Da quando è morto Francesco mangio pochissimo. Mercoledì l’ho salutato, come sempre.
Non mi hanno nemmeno avvertito. Oggi quando sono arrivato all’ospizio mi hanno fermato sulla porta. Ho cominciato a piangere e giurato che sarei scappato via.

21 luglio 1998

Ieri è morto mio padre. Davanti alla bara mi è venuto in mente quando mi ha mandato a prendere, cinque anni fa: un signore dai modi spicci ha chiuso casa, preparato una valigia e mi ha messo su un aereo.
Sono atterrato a New York.
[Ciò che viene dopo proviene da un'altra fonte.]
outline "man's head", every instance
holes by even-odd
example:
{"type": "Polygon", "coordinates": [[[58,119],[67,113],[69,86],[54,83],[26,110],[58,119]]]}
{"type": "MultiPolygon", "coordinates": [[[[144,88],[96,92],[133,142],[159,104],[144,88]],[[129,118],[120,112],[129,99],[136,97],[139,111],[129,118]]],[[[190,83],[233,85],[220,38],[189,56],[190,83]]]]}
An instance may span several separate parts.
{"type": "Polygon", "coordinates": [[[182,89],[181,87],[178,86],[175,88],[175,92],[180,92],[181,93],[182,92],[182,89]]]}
Durante il volo ho pianto, mangiato due volte e vomitato.
Mio padre mi aspettava in fondo a una fila di gente: non sembrava il ricordo che avevo di lui. Era insieme a sua moglie. Lei mi ha sorriso, lui mi ha dato una pacca sulla spalla poi ha parlato: – D’ora in poi vivrai con noi. Vedrai che ti troverai bene, benvenuto in America.
Io non ho risposto.

10 settembre 2001

Ogni mattina prima di andare al lavoro io e mia moglie facciamo colazione insieme e lei mi sorride. Pochi scalini e sono in strada, il cielo smaltato di settembre spunta tra mattoni rossi delle case. Quest’America mi piace. Qualche volta prendo la bicicletta e attraverso Central park, poi rientro a casa sudato e felice. Nostro figlio ha cominciato a parlare.
La sera, quando non sono troppo stanco, gli racconto le storie del nonno italiano e del suo paese Paperino.
– Paperino? What does it mean? Io faccio qua qua e gli indico il fumetto. – It is the italian word for Donald Duck. Lui ride e io lo stringo forte.

12 luglio 2002

Il nostro viaggio in Italia è saltato: l’attentato ha sconquassato tutto. Mia moglie è di nuovo incinta. Stamattina a colazione mi ha fissato: – Francesco ricordati la tua promessa.

5 maggio 2005

Ieri sono atterrato a Pisa alle 9 di mattina. Ho dormito senza vomitare, questa volta. Ho preso un treno e sono sceso alla stazione di Prato, pochi binari, eppure siamo in una grande città. Una ragazza con un curioso grembiule chiaro mi ha fatto un caffè buonissimo e mi ha sorriso senza parlare. Le sembro uno straniero e forse lo sono.
Ho chiesto a un taxi di portarmi in albergo. Ha un nome curioso: Art Hotel ed è accanto ad un museo di arte contemporanea che un imprenditore ha donato alla città.
Stamattina ho visitato una mostra.
Alle due del pomeriggio è arrivato di nuovo il taxi, come concordato.
Mi porti a Paperino, per piacere – ho chiesto all’autista.
Si è voltato: – Paperino, ma che ho capito bene signore? Vuole andare a Paperino?
– Sì, Paperino.
Lungo le strade attorno a me traffico, rotonde e poi un paesaggio con sprazzi di campagna e fabbrica sparse. Insegne cinesi, ogni tanto. Dopo una curva il taxi si è fermato.
– Siamo arrivati, signore.
– Mi aspetti qui per piacere.
– Va bene.
Pochi passi e ho visto la chiesa, un campanile e molte case nuove intorno.
Ho baciato la fotografia che Francesco mi ha affidato tanti anni fa e l’ho guardata per l’ultima volta: un bambino che ride, uguale a tanti altri e una mamma davanti a una casa che non esiste più. Poi, come promesso, l’ho appoggiata sulle acque di una gora poco lontana. Quel quadratino in bianco e nero si è allontano sempre più veloce ed è sparito via.
Ho cominciato a camminare sempre più forte, senza voltarmi, fino a correre lungo le strade di quel paesino dal nome buffo, finalmente libero e leggero nell’aria di un precoce tramonto.